Guided Amy Burford Executive Coaching
28 Sep 2025 · Sunday Coffee

The Power of Noticing Stories

We don't live reality, we live in the stories we tell about it.

By Amy Burford

This week was overwhelming before Monday even had momentum. The tension and stress were intense, and the day filled with back-to-back Zoom calls. But this week was not just “a tough week.” It was a reminder of how our bodies, our meaning-making, and our leadership all get tangled in the stories we tell.

At first, it felt like just a string of bad days. But when I slowed down, I realized there was a pattern:

  1. The tension hit.

  2. My body slipped into fight-or-flight as a defense to overwhelm.

  3. Fight-or-flight led to meaning.

  4. The meaning came from the story I was telling.

That’s where my work is. Not in managing symptoms, but in noticing the story that fuels them.

Noticing Stories at Work

Every group around the table has its own narrative:

  • IT’s story: “We can deliver the tech if we just start with what’s available now.”

  • Marketing’s story: “Once we have the capability and know how to use it, we execute.”

  • Leadership’s story: “Dates equal progress. Missing dates equals lack of control.”

  • My team’s story: “We see the gaps. We know the date isn’t realistic. But we’re caught in the middle.”

Each one makes sense on its own. But when they collide in the same room, the friction isn’t about facts — it’s about the meaning each story assigns to those facts.

The Story Beneath My Leadership

Here’s where it gets personal. I notice that under pressure, I lead like a mother — I go straight into protect mode for my team.

This week, when my body went into fight-or-flight, the meaning I gave it was: “I’m not good enough” because I didn’t feel heard from our perspective on the project.

I didn’t want my team to feel “not good enough” either — because I knew the facts. The facts said: this isn’t about them, and it isn’t their fault. Yet another layer of story formed: “I didn’t lead enough to get the story and the facts out, so we could find a realistic plan forward.”

This is where it gets messy for all of us as humans. Each person needs a story that says, “It’s not me.
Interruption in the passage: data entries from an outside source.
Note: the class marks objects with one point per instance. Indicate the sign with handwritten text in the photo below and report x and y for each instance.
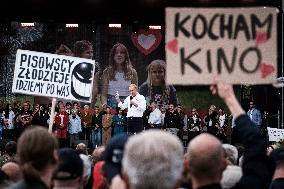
(238, 44)
(275, 134)
(45, 74)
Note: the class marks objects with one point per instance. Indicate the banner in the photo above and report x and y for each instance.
(52, 75)
(275, 134)
(239, 44)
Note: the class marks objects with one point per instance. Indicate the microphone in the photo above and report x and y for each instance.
(131, 97)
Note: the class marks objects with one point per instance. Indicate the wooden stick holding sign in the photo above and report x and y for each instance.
(52, 115)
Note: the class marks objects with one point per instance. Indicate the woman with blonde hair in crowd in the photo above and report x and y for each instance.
(117, 76)
(155, 88)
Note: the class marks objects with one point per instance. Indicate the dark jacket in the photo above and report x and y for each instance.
(24, 185)
(257, 167)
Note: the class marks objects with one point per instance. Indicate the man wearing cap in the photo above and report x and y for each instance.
(136, 105)
(69, 173)
(254, 114)
(278, 177)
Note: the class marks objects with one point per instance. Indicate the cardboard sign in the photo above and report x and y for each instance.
(275, 134)
(52, 75)
(238, 44)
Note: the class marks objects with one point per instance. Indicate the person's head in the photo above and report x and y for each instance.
(68, 105)
(36, 107)
(156, 72)
(96, 109)
(133, 89)
(221, 111)
(179, 107)
(98, 154)
(119, 60)
(153, 106)
(119, 110)
(37, 153)
(59, 102)
(193, 111)
(70, 169)
(75, 105)
(163, 109)
(251, 104)
(171, 107)
(119, 56)
(81, 148)
(230, 176)
(13, 171)
(86, 107)
(61, 108)
(26, 106)
(64, 50)
(201, 152)
(8, 107)
(113, 155)
(11, 148)
(157, 163)
(212, 109)
(231, 153)
(83, 49)
(1, 103)
(107, 110)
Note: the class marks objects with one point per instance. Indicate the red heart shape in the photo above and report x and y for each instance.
(261, 37)
(146, 41)
(266, 69)
(172, 45)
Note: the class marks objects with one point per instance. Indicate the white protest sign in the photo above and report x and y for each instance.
(238, 44)
(275, 134)
(52, 75)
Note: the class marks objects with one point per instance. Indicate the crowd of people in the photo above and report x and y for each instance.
(152, 158)
(98, 125)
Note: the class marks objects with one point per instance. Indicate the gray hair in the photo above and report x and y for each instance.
(231, 153)
(153, 159)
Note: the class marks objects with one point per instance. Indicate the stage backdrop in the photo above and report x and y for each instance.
(143, 46)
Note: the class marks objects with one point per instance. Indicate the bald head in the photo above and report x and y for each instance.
(12, 170)
(202, 151)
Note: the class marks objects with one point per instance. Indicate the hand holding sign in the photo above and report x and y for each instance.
(233, 43)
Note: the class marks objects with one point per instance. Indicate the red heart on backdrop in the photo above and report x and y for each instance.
(173, 45)
(266, 69)
(146, 41)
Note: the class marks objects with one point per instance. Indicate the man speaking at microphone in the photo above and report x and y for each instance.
(136, 105)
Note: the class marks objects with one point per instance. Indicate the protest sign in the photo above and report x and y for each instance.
(238, 44)
(52, 75)
(275, 134)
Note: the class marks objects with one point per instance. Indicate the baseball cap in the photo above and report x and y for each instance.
(278, 154)
(113, 155)
(70, 165)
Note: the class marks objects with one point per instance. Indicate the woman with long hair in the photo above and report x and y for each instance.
(155, 88)
(117, 76)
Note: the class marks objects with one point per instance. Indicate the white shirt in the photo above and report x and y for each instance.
(132, 110)
(155, 117)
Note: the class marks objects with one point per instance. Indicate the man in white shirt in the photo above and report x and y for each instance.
(136, 105)
(155, 117)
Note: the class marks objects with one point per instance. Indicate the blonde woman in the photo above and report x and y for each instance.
(155, 88)
(117, 76)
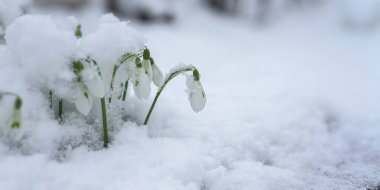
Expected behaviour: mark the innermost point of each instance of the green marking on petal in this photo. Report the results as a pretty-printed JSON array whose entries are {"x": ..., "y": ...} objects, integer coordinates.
[{"x": 16, "y": 124}]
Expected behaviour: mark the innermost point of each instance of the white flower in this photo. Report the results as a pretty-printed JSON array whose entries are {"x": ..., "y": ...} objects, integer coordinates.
[
  {"x": 83, "y": 102},
  {"x": 141, "y": 83},
  {"x": 16, "y": 116},
  {"x": 148, "y": 68},
  {"x": 158, "y": 77},
  {"x": 90, "y": 84},
  {"x": 196, "y": 94},
  {"x": 93, "y": 81}
]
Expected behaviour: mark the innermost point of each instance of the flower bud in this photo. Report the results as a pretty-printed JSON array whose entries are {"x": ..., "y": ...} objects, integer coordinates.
[
  {"x": 138, "y": 62},
  {"x": 141, "y": 84},
  {"x": 158, "y": 77},
  {"x": 83, "y": 102},
  {"x": 18, "y": 103},
  {"x": 146, "y": 54},
  {"x": 16, "y": 119},
  {"x": 196, "y": 94}
]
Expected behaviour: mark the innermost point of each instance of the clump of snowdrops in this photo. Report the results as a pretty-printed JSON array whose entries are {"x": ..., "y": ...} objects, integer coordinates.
[{"x": 84, "y": 79}]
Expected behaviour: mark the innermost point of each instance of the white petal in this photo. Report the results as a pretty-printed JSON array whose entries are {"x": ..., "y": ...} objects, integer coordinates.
[
  {"x": 96, "y": 87},
  {"x": 83, "y": 103},
  {"x": 141, "y": 85},
  {"x": 136, "y": 88},
  {"x": 158, "y": 77},
  {"x": 148, "y": 68},
  {"x": 16, "y": 118},
  {"x": 197, "y": 100},
  {"x": 196, "y": 94}
]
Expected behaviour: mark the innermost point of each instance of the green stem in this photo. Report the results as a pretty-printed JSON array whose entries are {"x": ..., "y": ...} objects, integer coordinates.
[
  {"x": 125, "y": 90},
  {"x": 51, "y": 99},
  {"x": 171, "y": 76},
  {"x": 60, "y": 109},
  {"x": 104, "y": 116}
]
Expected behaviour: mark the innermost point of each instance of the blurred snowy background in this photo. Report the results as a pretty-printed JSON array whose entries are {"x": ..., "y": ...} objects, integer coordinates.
[{"x": 293, "y": 90}]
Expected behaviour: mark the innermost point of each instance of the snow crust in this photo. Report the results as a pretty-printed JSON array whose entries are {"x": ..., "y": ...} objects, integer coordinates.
[{"x": 295, "y": 106}]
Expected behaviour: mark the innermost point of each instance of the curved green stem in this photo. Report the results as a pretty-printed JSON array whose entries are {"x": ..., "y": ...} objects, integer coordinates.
[
  {"x": 104, "y": 117},
  {"x": 171, "y": 76}
]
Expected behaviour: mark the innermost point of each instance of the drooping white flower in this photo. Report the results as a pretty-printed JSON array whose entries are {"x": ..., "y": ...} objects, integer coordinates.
[
  {"x": 83, "y": 102},
  {"x": 141, "y": 82},
  {"x": 16, "y": 115},
  {"x": 90, "y": 84},
  {"x": 196, "y": 93},
  {"x": 93, "y": 81},
  {"x": 158, "y": 77},
  {"x": 147, "y": 65}
]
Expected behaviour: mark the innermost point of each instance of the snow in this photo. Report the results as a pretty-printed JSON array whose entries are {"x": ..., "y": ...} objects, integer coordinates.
[{"x": 291, "y": 106}]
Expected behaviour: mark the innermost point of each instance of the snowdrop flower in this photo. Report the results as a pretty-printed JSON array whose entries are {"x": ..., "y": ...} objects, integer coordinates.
[
  {"x": 146, "y": 64},
  {"x": 158, "y": 77},
  {"x": 90, "y": 84},
  {"x": 196, "y": 94},
  {"x": 16, "y": 116},
  {"x": 141, "y": 83},
  {"x": 15, "y": 120}
]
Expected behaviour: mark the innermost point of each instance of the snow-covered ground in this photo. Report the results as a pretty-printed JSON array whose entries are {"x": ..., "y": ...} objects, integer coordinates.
[{"x": 295, "y": 105}]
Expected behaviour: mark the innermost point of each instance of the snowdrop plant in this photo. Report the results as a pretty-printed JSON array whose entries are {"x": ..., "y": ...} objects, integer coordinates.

I’m doing my part.” And that’s exactly where collaboration breaks down — when everyone clings to a story that protects their identity instead of collectively grounding in the truth.

Why We Tell Stories

This is part of the human experience. We are meaning-making creatures. Our brains constantly weave narratives so life feels coherent and predictable. A story is simply our way of answering: “What does this mean?”

That’s why two people can live through the same event but walk away with completely different experiences. The facts may be the same, but the story makes the difference.

If the story is “I’m under attack,” then every email or deadline feels like proof.

If the story is “I’m capable and supported,” the exact same facts land completely differently.

Stories aren’t bad. They give shape to our world. But when we don’t notice them, they run the show.

Where the Power Lies

So this week, writing has given me a big dose of my own medicine (you teach what you most need to learn).

If I only manage the tension or the fight-or-flight, I’m just treating symptoms. The real shift happens when I pause and notice the story underneath.

For me, that meant slowing down enough to name it: “My story is that I’m not good enough.” And then separating fact from meaning:

  • Fact: The technology isn’t ready.

  • Fact: The date is 15 months away.

  • Fact: Dependencies are unresolved.

  • Fact: My team and I are doing everything we can right now to support all of these.

The truth is simpler than the story. And from there, leadership becomes clearer: “This isn’t about my worth, or my team’s worth. It’s about aligning on what’s real so we can make a plan forward.”

The Invitation (and Where I’m Going)

I don’t think the work is about eliminating stories. I think it’s about noticing them — naming them — and then choosing which ones we want to carry forward.

The “I’m not good enough, smart enough, lovable enough…” stories are part of our human wounds, and at their root, they’re usually just fear.

For me, the story I’m carrying into next week is: “Clarity is leadership.” My role isn’t to hold the line alone or protect my team from reality. It’s to ground us in the shared truths, separate story from fact, and help others see their facts in the solution.

That’s the story I want to lead from.

And maybe that’s the work for all of us: noticing where the story protects us, where it limits us, and where it quietly shapes the way we show up. Because it isn’t just personal. The divisions we see in the world — in politics, in workplaces, even in our families — are fueled by competing stories that each side holds as truth.

If we can start the practice of noticing in our own circles — with our teams, our families, ourselves — then we begin to shift the larger story too. We move from fear into love, from judgment into acceptance. We stop needing to prove we’re “enough” and start creating spaces where others feel they are enough too.

The world doesn’t change when we force the same story — it changes when we meet each other’s stories with love instead of fear.

Originally shared in Field Notes on Change.